Año 2010

Estaban tumbados en un prado húmedo y repleto de diminutas margaritas. Era la flor preferida de Harriet. Había descubierto aquel lugar años atrás y acudía allí con frecuencia para sentarse a pensar, para dejar que el sol se filtrase entre las copas de los árboles y le acariciase la piel. A diferencia del interior del bosque, que la acompañaba en sus enfados, aquel sitio era mucho más luminoso, más puro.

Sonrió cuando Eliott colocó una última margarita entre sus cabellos dorados. Luego la besó. Despacio. Con cuidado. Con dulzura. Sus besos siempre eran así, tiernos.

—¿Crees que tus padres me querrían si nos casásemos algún día?

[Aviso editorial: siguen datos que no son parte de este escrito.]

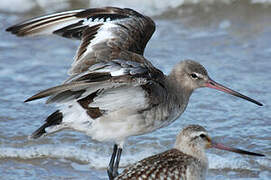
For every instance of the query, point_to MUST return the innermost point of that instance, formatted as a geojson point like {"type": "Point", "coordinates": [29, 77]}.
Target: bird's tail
{"type": "Point", "coordinates": [51, 125]}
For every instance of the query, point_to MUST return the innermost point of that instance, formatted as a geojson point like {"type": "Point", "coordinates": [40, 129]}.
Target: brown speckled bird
{"type": "Point", "coordinates": [187, 161]}
{"type": "Point", "coordinates": [114, 92]}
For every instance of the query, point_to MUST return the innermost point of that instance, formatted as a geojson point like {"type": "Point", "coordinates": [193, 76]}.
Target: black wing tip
{"type": "Point", "coordinates": [250, 153]}
{"type": "Point", "coordinates": [15, 30]}
{"type": "Point", "coordinates": [30, 99]}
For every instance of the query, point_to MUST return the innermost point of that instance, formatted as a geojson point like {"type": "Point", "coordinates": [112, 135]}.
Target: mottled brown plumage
{"type": "Point", "coordinates": [187, 161]}
{"type": "Point", "coordinates": [113, 91]}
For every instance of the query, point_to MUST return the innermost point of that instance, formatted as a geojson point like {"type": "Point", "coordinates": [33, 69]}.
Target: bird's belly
{"type": "Point", "coordinates": [118, 125]}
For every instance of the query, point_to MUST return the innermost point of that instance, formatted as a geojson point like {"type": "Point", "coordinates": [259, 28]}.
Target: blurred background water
{"type": "Point", "coordinates": [231, 38]}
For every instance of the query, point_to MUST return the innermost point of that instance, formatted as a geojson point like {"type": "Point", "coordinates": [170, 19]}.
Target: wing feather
{"type": "Point", "coordinates": [104, 32]}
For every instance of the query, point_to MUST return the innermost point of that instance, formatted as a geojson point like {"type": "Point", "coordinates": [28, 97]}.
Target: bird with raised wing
{"type": "Point", "coordinates": [187, 160]}
{"type": "Point", "coordinates": [114, 92]}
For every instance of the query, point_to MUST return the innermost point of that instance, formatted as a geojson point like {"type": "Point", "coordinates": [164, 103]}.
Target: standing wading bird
{"type": "Point", "coordinates": [113, 91]}
{"type": "Point", "coordinates": [187, 160]}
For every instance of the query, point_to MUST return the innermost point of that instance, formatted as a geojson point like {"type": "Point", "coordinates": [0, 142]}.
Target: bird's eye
{"type": "Point", "coordinates": [194, 76]}
{"type": "Point", "coordinates": [202, 136]}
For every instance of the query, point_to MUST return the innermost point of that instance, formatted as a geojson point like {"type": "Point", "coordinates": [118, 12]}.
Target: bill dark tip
{"type": "Point", "coordinates": [212, 84]}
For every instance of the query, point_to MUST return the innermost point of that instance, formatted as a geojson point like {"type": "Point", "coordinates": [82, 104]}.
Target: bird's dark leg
{"type": "Point", "coordinates": [116, 165]}
{"type": "Point", "coordinates": [110, 169]}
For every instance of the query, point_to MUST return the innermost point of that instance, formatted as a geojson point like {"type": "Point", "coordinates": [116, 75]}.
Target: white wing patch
{"type": "Point", "coordinates": [121, 98]}
{"type": "Point", "coordinates": [103, 35]}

Se amonestó a sí misma en cuanto terminó de formular la pregunta. Aunque llevaban casi un año saliendo juntos, Eliott evitaba hablar de lo poco que los Dune apreciaban sus elecciones. Para ellos, Harriet tan solo era una niña tonta y mona, hija de un padre alcohólico y misógino y una mujer infiel que les había abandonado a ambos y desatado las habladurías del pueblo.

—Lo importante es que te quiera yo, ¿no crees?

—¿Y me quieres?

—Te quiero, Harriet.

—¿Y si tus padres te convencen de que puedes conseguir a alguien mejor…?

—Tú eres lo mejor para mí. Ya lo sabes.